Summer 2025 - CMPT 353 D100

Computational Data Science (3)

Class Number: 3819

Delivery Method: In Person

Overview

  • Course Times + Location:

    May 12 – Aug 8, 2025: Tue, 12:30–2:20 p.m.
    Burnaby

    May 12 – Aug 8, 2025: Fri, 12:30–1:20 p.m.
    Burnaby

  • Prerequisites:

    CMPT 225 and (BUS 232, STAT 201, STAT 203, STAT 205, STAT 270, STAT 271, ENSC 280, MSE 210, or SEE 241), with a minimum grade of C-.

Description

CALENDAR DESCRIPTION:

Basic concepts and programming tools for handling and processing data. Includes data acquisition, cleaning data sources, application of machine learning techniques and data analysis techniques, large-scale computation on a computing cluster.

COURSE DETAILS:

This course will be an introduction to the tools and techniques in data science. We will explore common challenges and solutions used in analysis of data.

Topics

  • Basics of data science: concepts, goals, motivation, expectations.
  • Introduction to selected data processing tools: Python with numpy and pandas.
  • Working with data.

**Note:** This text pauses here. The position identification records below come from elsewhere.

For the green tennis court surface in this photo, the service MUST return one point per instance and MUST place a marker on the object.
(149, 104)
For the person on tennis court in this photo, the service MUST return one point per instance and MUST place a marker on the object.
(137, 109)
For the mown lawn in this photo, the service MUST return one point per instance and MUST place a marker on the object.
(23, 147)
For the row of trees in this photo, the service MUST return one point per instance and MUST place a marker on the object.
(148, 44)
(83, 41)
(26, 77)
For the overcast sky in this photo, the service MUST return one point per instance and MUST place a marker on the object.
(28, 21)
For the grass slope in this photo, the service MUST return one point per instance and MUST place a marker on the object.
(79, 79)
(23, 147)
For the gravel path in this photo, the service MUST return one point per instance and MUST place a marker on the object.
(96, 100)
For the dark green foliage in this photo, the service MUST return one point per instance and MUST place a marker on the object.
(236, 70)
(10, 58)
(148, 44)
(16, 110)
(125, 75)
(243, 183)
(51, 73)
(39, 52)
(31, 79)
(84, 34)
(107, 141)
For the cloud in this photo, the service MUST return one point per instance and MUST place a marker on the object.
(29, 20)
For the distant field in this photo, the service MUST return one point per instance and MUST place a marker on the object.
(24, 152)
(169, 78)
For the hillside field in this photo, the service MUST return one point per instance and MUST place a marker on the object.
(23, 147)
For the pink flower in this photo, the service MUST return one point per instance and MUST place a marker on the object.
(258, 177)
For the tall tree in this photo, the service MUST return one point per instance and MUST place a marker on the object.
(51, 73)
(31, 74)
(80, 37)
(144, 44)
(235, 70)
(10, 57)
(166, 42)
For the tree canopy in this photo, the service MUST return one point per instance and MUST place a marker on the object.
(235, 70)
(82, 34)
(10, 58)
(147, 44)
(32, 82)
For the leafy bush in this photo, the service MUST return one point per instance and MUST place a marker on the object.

Cleaning data; extract, transform, load tasks; applying concepts from statistics.
  • Machine learning basics with existing implementations (such as scikit-learn).
  • Data analysis strategies: selecting techniques from statistics and machine learning.
  • Big data tools.
  • Data visualization and summarizing results.

Grading

NOTES:

Will include weekly exercises, quizzes (in lecture time), a project, and a final exam. Details will be discussed in the first week of class.

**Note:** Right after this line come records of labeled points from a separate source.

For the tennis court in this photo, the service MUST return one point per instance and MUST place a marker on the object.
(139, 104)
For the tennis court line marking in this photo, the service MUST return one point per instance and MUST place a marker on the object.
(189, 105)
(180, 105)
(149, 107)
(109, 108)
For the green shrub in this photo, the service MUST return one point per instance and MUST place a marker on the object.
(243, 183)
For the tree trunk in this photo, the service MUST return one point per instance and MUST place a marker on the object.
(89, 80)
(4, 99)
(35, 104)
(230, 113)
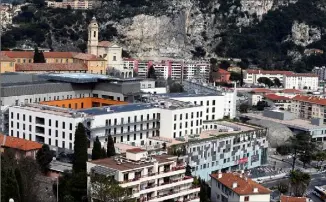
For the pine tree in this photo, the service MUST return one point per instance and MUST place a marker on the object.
(80, 150)
(96, 151)
(110, 150)
(44, 158)
(188, 170)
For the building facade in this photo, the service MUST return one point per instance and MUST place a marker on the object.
(236, 187)
(148, 178)
(301, 81)
(111, 52)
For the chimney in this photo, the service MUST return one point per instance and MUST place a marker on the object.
(234, 185)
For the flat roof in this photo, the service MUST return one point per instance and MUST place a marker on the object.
(117, 108)
(234, 128)
(294, 123)
(127, 164)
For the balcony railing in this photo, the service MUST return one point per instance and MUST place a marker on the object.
(169, 193)
(153, 174)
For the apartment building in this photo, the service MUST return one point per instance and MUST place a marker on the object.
(301, 81)
(176, 69)
(251, 76)
(223, 146)
(308, 107)
(148, 178)
(321, 72)
(236, 187)
(55, 62)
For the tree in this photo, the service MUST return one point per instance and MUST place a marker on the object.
(299, 182)
(176, 88)
(283, 187)
(106, 188)
(277, 82)
(151, 72)
(188, 170)
(110, 150)
(301, 145)
(38, 56)
(261, 105)
(80, 150)
(243, 108)
(44, 158)
(267, 81)
(96, 151)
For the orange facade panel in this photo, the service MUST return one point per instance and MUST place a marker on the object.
(83, 103)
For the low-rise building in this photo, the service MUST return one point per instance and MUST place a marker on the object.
(148, 178)
(21, 147)
(278, 101)
(223, 146)
(236, 187)
(301, 81)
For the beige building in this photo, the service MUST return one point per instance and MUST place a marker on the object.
(308, 107)
(111, 52)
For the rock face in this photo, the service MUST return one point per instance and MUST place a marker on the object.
(303, 34)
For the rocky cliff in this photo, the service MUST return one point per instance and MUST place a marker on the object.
(261, 31)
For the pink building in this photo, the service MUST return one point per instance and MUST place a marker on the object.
(21, 147)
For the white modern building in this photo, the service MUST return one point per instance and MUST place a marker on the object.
(301, 81)
(236, 187)
(251, 76)
(148, 178)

Students must attain an overall passing grade on the weighted average of exams in the course in order to obtain a clear pass (C- or better).

Materials

REQUIRED READING NOTES:

Your personalized Course Material list, including digital and physical textbooks, are available through the SFU Bookstore website by simply entering your Computing ID at: shop.sfu.ca/course-materials/my-personalized-course-materials.

Registrar Notes:

ACADEMIC INTEGRITY: YOUR WORK, YOUR SUCCESS

At SFU, you are expected to act honestly and responsibly in all your academic work. Cheating, plagiarism, or any other form of academic dishonesty harms your own learning, undermines the efforts of your classmates who pursue their studies honestly, and goes against the core values of the university.

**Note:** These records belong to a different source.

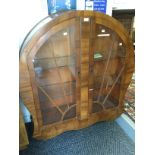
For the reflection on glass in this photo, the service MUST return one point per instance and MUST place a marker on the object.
(54, 66)
(109, 55)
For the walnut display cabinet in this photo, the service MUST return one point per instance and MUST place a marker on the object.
(75, 68)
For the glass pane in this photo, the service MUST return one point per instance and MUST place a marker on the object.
(109, 56)
(55, 73)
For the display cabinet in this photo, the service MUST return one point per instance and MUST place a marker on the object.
(75, 68)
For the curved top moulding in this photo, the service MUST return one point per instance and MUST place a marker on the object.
(48, 22)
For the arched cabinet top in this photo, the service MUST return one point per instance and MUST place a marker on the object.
(49, 22)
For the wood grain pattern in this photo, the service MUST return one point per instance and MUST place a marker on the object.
(23, 138)
(58, 60)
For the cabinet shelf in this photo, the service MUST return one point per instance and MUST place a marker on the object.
(55, 76)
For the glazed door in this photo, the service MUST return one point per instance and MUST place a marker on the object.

To learn more about the academic disciplinary process and relevant academic supports, visit: 


RELIGIOUS ACCOMMODATION

Students with a faith background who may need accommodations during the term are encouraged to assess their needs as soon as possible and review the Multifaith religious accommodations website. The page outlines ways they begin working toward an accommodation and ensure solutions can be reached in a timely fashion.